The rapid increase in human population in the world makes the demand of energy to be high. The production, transportation and consumption of oil are expected to tremendously increase in the next thirty years (by 2040). The production of fossil fuel is predicted to remain the same by 2040 and decline by 2040 due to the many environmental policies put in place to reduce its production. The production of oil has been growing by 2% annually, and the advancement in technologies for exploring oil, such as offshoring, drilling and reservoir management, provides a prediction that its production will increase tremendously in the future. The production of oil will also increase and catch up with that of oil. The production of energy from other sources such as solar, geothermal and biofuel are also predicted to increase.

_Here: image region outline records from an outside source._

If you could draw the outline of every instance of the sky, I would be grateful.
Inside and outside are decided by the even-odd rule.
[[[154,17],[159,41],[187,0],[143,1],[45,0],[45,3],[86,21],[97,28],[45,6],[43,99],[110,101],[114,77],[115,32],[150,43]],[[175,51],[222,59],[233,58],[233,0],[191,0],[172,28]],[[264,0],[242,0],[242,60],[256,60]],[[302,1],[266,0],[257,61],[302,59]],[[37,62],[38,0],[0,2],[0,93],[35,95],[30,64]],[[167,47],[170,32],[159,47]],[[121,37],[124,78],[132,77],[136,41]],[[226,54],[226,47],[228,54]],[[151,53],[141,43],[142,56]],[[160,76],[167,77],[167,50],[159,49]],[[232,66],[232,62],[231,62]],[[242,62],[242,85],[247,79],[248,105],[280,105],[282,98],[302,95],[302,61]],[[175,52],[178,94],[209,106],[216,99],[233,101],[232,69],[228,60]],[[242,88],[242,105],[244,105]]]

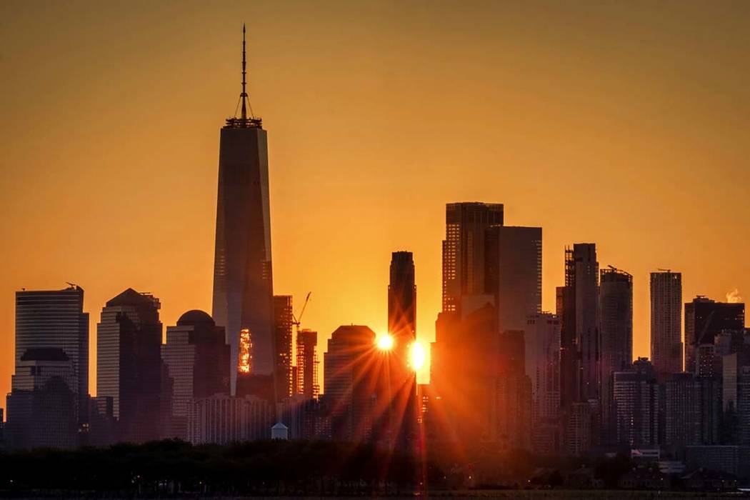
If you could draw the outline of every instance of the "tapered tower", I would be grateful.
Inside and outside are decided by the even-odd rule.
[[[240,332],[252,340],[250,370],[274,370],[273,286],[268,157],[266,130],[247,91],[242,26],[242,91],[236,115],[221,129],[214,258],[213,316],[231,347],[231,388],[237,380]]]

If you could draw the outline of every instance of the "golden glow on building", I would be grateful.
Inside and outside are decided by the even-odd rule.
[[[419,342],[409,346],[409,366],[414,371],[419,371],[424,366],[425,356],[424,346]]]
[[[250,337],[250,330],[242,328],[239,331],[239,358],[237,361],[237,371],[240,373],[250,373],[253,363],[253,341]]]
[[[382,334],[375,340],[375,345],[381,351],[390,351],[393,349],[393,337],[390,334]]]

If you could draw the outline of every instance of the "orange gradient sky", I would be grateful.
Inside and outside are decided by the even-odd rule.
[[[414,253],[418,334],[440,307],[445,203],[502,202],[563,248],[597,244],[684,299],[750,293],[750,3],[0,3],[0,391],[14,292],[130,286],[174,325],[211,310],[219,129],[239,94],[268,131],[274,292],[320,332],[386,325],[392,251]],[[321,355],[322,357],[322,355]],[[426,382],[428,369],[422,380]]]

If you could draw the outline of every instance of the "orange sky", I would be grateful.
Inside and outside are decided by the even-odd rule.
[[[219,128],[239,93],[268,130],[274,292],[325,340],[386,325],[390,253],[414,253],[418,333],[440,307],[445,203],[544,228],[684,298],[750,293],[750,3],[0,3],[0,391],[14,292],[80,284],[95,324],[131,286],[162,320],[210,311]],[[426,374],[426,369],[424,376]],[[423,376],[423,381],[424,377]]]

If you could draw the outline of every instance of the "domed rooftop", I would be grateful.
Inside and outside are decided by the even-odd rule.
[[[177,326],[189,326],[191,325],[214,325],[215,323],[213,319],[208,316],[208,313],[194,309],[181,316],[180,319],[177,320]]]

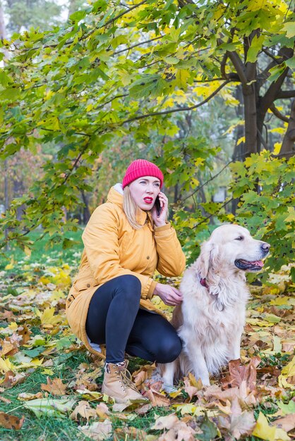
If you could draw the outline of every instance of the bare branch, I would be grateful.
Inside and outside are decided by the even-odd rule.
[[[279,120],[282,120],[282,121],[284,121],[285,123],[289,123],[289,118],[287,118],[287,116],[284,116],[284,115],[281,113],[281,112],[277,108],[277,107],[275,106],[273,103],[271,106],[270,106],[270,110],[272,111],[272,113],[277,118],[278,118]]]
[[[131,49],[133,49],[133,47],[137,47],[138,46],[140,46],[141,44],[146,44],[147,43],[150,43],[151,42],[155,42],[155,40],[158,40],[160,38],[163,38],[163,37],[164,35],[159,35],[159,37],[155,37],[155,38],[152,38],[150,40],[146,40],[145,42],[140,42],[140,43],[136,43],[136,44],[133,44],[133,46],[126,47],[124,49],[121,49],[121,51],[117,51],[116,52],[114,52],[112,55],[118,55],[118,54],[121,54],[122,52],[130,51]]]
[[[264,52],[265,54],[266,54],[266,55],[267,55],[269,57],[272,58],[275,64],[280,64],[279,60],[277,60],[277,58],[275,58],[275,56],[273,55],[271,52],[270,52],[270,51],[268,51],[266,48],[263,47],[263,52]]]
[[[295,98],[295,90],[281,90],[277,94],[275,100],[284,98]]]
[[[243,61],[241,61],[236,52],[227,51],[227,53],[231,63],[236,68],[239,77],[241,80],[241,82],[243,85],[246,86],[247,85],[248,80],[245,74],[244,65],[243,63]]]
[[[126,123],[131,123],[132,121],[136,121],[137,120],[141,120],[145,118],[148,118],[149,116],[157,116],[157,115],[168,115],[169,113],[174,113],[175,112],[184,112],[191,110],[193,110],[195,108],[198,108],[198,107],[200,107],[205,103],[207,103],[213,97],[215,97],[219,92],[221,90],[224,86],[226,86],[229,82],[229,80],[224,81],[216,90],[215,90],[211,95],[209,95],[204,101],[195,106],[192,106],[191,107],[182,107],[179,108],[172,108],[169,111],[164,111],[163,112],[152,112],[152,113],[146,113],[145,115],[139,115],[138,116],[135,116],[134,118],[131,118],[128,120],[125,120],[125,121],[122,121],[121,124],[126,124]]]

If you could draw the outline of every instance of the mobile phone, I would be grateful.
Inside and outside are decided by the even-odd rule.
[[[155,206],[156,207],[157,216],[159,216],[162,211],[162,207],[159,203],[159,196],[157,196],[156,197],[156,200],[155,201]]]

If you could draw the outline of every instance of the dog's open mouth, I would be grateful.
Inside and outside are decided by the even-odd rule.
[[[263,261],[250,262],[249,261],[243,260],[243,259],[238,259],[236,261],[234,261],[234,264],[239,270],[243,270],[244,271],[259,271],[263,266]]]

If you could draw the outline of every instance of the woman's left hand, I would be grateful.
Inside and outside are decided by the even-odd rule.
[[[162,227],[166,225],[166,219],[168,213],[168,198],[160,192],[158,194],[161,211],[158,216],[155,204],[152,209],[152,218],[156,227]]]

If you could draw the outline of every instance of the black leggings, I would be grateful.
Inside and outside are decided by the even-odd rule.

The rise in world population promotes the use of various transportation means including rail, road, marine and air. The internationalization of business enables free transportation of people and goods from one country to another, increasing the need for energy use. As population increases, many heavy duty vehicles are used to transport goods to satisfy people’s needs and hence the need to use energy increases. While there are various efforts by vehicle manufacturers to produce vehicles that use energy efficiently, the nature of population growth increases transportation energy requirements. The increase in population and desire to live a luxurious life increases the consumption of energy by the transport, industrial, household, and service and agricultural sectors.
The increased demand and use of energy poses a threat to the environment as the level of carbon dioxide emitted to the atmosphere increases, promoting global warming. However, people can reduce this by using energy efficiently, recycling it and developing policies that conserve, preserve and make the environment clean.